Sauteed Wild Mushrooms

“From A Taste of Italy (1996) by The American Cooking Guild: "Wild mushrooms are a specialty of northern Italy; golden brown porcini is the undisputed favorite. Rehydrate dried mushrooms with a 30-minute soak in hot water. Rinse well; trim off the tough parts. Strain soaking liquid through a coffee filter; save for pasta sauces or soups. At a fancy restaurant, an appetizer of sauteed wild mushrooms on bruschetta costs a king's ransom!

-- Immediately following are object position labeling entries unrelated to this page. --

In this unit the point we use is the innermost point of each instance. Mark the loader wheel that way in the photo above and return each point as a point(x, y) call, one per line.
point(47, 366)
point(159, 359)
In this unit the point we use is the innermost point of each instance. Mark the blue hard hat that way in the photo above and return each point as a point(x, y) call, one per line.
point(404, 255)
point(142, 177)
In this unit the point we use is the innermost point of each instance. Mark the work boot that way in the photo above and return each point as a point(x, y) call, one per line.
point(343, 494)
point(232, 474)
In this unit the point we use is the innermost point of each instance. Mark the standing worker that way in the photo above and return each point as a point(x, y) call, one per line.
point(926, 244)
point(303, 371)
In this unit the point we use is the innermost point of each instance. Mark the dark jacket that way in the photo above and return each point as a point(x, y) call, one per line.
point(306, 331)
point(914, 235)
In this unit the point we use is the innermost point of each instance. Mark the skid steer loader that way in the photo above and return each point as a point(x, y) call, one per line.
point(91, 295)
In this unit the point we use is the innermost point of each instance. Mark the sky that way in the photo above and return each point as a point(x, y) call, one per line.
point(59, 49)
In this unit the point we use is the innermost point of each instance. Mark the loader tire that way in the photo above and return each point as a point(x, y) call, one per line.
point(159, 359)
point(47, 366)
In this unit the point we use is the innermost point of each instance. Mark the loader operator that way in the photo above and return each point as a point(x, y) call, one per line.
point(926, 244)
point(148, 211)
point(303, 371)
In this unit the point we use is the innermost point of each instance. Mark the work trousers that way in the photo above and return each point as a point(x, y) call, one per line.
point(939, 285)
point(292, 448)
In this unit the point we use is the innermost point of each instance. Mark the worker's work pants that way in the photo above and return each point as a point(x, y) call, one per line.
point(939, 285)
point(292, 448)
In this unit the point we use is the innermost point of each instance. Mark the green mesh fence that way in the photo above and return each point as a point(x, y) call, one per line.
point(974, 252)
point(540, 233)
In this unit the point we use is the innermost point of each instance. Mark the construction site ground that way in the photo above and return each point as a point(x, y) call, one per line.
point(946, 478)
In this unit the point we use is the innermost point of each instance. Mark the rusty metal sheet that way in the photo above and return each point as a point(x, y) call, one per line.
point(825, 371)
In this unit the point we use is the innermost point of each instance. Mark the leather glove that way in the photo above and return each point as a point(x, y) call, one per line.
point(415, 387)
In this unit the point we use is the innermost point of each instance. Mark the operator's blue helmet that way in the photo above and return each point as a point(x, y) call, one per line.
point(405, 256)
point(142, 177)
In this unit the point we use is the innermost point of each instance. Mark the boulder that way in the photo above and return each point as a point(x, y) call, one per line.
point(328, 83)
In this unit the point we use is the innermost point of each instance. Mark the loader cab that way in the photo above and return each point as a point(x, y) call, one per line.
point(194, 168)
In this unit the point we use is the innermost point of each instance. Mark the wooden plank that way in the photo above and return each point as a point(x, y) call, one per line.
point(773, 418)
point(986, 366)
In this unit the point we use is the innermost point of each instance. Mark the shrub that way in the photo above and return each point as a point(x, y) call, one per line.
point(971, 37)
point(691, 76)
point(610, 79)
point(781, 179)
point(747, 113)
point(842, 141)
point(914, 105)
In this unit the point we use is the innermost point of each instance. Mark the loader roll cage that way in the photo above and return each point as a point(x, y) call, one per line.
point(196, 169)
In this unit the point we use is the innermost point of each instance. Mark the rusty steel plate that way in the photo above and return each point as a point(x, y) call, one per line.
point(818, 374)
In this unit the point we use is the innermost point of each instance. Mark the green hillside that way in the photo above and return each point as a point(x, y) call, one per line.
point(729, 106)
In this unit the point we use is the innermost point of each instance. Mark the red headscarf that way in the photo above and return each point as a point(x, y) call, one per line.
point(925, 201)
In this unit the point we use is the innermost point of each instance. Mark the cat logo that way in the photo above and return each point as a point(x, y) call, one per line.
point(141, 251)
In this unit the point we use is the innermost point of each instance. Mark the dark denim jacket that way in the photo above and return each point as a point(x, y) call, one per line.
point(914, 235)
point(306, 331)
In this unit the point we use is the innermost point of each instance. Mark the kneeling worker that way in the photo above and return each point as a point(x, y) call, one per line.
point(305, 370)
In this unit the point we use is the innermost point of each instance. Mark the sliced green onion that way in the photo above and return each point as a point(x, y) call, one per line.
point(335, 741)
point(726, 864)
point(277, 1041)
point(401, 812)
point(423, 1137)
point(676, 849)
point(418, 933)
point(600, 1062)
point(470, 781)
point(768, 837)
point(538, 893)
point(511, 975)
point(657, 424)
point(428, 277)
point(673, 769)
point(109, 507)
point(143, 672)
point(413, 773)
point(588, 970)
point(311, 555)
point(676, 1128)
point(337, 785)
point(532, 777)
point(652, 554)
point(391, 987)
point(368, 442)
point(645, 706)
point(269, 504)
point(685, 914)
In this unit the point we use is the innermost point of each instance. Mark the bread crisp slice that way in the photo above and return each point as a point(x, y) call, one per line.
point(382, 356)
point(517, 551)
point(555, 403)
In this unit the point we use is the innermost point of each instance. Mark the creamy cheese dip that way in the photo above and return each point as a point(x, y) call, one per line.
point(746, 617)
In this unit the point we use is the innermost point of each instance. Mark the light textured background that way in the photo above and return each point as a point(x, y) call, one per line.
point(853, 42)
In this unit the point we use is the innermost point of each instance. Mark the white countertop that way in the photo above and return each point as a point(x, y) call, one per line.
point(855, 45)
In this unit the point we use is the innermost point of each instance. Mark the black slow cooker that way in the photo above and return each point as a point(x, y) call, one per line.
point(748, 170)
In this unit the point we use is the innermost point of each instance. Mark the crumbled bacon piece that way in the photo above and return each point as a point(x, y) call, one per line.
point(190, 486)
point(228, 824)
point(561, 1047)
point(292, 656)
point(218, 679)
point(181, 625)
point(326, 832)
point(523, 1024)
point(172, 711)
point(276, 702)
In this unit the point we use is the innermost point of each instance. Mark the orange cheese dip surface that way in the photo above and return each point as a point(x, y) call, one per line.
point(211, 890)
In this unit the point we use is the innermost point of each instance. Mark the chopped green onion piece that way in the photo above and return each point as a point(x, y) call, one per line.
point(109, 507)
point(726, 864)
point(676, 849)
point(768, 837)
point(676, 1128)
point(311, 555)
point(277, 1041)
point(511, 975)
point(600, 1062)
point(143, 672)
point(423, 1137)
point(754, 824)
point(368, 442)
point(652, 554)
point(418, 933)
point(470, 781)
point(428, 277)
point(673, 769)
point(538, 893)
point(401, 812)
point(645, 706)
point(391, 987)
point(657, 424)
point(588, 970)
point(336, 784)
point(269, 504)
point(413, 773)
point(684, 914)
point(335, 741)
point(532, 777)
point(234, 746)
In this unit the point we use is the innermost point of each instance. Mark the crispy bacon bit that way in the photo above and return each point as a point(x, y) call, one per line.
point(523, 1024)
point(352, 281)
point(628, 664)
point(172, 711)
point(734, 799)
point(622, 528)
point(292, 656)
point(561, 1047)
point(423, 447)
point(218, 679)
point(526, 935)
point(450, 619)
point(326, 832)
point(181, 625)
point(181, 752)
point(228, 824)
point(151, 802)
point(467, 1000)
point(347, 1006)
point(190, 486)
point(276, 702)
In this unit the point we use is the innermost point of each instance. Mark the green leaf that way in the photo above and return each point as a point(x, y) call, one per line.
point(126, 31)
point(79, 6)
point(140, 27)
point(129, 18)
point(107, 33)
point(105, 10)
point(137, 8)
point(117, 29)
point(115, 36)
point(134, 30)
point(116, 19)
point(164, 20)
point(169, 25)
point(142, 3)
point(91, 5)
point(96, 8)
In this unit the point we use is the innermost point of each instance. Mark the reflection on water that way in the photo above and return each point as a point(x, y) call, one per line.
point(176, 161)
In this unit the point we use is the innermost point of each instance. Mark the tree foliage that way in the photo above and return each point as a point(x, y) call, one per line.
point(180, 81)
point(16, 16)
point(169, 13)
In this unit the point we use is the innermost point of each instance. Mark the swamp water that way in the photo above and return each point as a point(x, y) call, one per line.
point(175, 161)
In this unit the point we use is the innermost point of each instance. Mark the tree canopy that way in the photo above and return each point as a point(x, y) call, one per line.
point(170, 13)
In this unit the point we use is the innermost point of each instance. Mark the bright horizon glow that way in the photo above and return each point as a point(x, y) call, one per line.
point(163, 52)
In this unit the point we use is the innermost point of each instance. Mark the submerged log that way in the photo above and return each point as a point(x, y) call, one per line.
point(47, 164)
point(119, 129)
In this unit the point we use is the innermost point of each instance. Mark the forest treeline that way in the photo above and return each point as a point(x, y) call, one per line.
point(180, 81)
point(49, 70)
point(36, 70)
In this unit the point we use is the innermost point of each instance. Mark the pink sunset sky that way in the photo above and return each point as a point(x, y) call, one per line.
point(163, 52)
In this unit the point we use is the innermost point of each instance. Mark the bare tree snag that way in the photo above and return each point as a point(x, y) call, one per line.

Try it at home; embellish the top with shaved Parmesan cheese."”

Ingredients Nutrition

  • 1 tablespoon olive oil
  • 1 lb wild mushroom, mixed (porcini, shiitake, morels, oyster, chanterelles or a wild and domestic blend)
  • 1 garlic clove, finely minced
  • 1 tablespoon fresh marjoram
  • 1 tablespoon fresh chives
  • 1 -2 tablespoon balsamic vinegar (to taste)
  • salt and black pepper, freshly ground (to taste)
  • 4 -5 slices Italian bread, grilled, preferably bruschetta


  1. Heat oil in a large, heavy skillet over high heat.
  2. Saute mushrooms 4 minutes or until liquid from the mushrooms has evaporated.
  3. Stir in garlic, herbs, and vinegar; cook 30 seconds more.
  4. Remove to a heated serving dish.
  5. Add salt and pepper.
  6. Serve on grilled bread (bruschetta).